How not to be "spammy"?
Sorry, your comment looks too much like spam. Please try to be a little less spammy.
I've just tried to answer a post, and I got this message saying that I am being too "spammy", but I just wrote a grammatical explanation.
Does anyone know anything about the spam algorithm, so I can avoid being spammy?
7 Answers
Ok, I've just managed to post that "spammy" message right here. All I had to do was to add bullet points, which were missing in the original one (it was just one line below the other). The message was:
There is no tense called subjunctive. Subjunctive is a mood, like indicative, and there are many tenses for each mood.
indicative
- present indicative
- present perfect indicative
- imperfect indicative
- preterite indicative
- pluperfect indicative
- future indicative
- future perfect indicative
- conditional indicative
- conditional perfect indicative
subjunctive
- present subjunctive
- present perfect subjunctive
- imperfect subjunctive
- pluperfect subjunctive
- future subjunctive
- future perfect subjunctive
Look at the answer? I couldn't write my answer; I had to save it on a word document. This is the link.
First line of what I wrote:
There is no tense called subjunctive. Subjunctive is a mood, like indicative, and there are many tenses for each mood.
Second line of what I wrote:
indicative
Third line of what I wrote:
present indicative
Shall I continue?
We use a popular spam filter called Akismet, and, unfortunately, I don't know exactly how it works. They don't really publicize that -- if they did, actual spammers would find it a lot easier to game the system.

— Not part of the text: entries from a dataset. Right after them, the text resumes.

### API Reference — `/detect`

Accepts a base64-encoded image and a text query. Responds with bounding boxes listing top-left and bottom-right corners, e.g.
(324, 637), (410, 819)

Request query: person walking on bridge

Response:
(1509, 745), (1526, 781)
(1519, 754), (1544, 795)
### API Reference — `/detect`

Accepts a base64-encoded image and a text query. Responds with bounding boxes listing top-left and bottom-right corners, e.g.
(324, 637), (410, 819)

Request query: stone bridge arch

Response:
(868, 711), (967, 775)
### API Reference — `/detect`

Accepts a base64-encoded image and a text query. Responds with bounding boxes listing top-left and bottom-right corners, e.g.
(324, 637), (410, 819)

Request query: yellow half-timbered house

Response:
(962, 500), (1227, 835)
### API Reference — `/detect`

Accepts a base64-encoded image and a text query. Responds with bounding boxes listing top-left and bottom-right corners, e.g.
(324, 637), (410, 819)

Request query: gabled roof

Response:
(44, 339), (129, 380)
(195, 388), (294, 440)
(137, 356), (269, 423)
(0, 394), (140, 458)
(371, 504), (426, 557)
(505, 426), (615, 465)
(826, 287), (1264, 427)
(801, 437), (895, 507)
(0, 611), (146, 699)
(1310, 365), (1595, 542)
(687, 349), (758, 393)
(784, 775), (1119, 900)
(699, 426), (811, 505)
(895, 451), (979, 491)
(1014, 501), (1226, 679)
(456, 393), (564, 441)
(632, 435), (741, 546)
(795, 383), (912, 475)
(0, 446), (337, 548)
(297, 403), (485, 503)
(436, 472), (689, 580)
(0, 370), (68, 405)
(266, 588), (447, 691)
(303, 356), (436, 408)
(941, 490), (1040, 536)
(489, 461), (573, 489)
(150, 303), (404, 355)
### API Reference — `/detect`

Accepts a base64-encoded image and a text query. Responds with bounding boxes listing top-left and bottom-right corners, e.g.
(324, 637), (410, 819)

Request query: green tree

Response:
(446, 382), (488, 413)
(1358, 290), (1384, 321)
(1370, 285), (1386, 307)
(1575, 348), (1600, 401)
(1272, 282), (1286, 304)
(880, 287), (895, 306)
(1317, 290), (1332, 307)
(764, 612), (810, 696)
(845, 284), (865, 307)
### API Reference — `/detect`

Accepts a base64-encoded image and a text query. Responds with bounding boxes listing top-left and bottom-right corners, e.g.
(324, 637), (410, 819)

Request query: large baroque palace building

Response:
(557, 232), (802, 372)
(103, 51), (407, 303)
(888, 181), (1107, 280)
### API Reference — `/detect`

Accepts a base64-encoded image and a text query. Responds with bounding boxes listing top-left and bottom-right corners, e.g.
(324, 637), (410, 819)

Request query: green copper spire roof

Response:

Their FAQ isn't very helpful:
How does it work?
When a new comment, trackback, or pingback comes to your site it is submitted to the Akismet web service which runs hundreds of tests on the comment and returns a thumbs up or thumbs down.
What stops the system from being gamed?
Well without giving too much of the secret sauce away, we can safely say that it would be pretty difficult to poison Akismet. We use dozens of factors to determine the spamminess of a submission, and we also have an identity attached to everyone using and contributing to the system, which allows us to do some interesting things with weighting and clustering activity.
There are certainly ways we could handle spam a little better. For now, though, I can't be of much help, I'm afraid. :(
EDIT: The spam filter is no longer checking posts by users with at least 30 reputation. See here.
It happened to me a few days ago when I made a post with 4 links in it (all to pages on SpanishDict.com). I thought the links might be triggering the spam filter, so I divided the msg. into two, with two links in each, and they both posted with no problem. I submitted a Feedback comment about it.
I think I was able to post one last night with 3 or 4 links in it, and those were to other sites, if I remember correctly.
Sorry, I misunderstood your post. I thought you had provided an answer and was then accused of being spammy.
When I answered your PM the other day, I just wrote my email address in the note, nothing else. That tripped the spam filter, so I know it looks for links and email addresses.
I had to add some drivel to avoid the filter.
It may help if you could point out the thread so we could look at your answer. After all, this just looks like one person's opinion.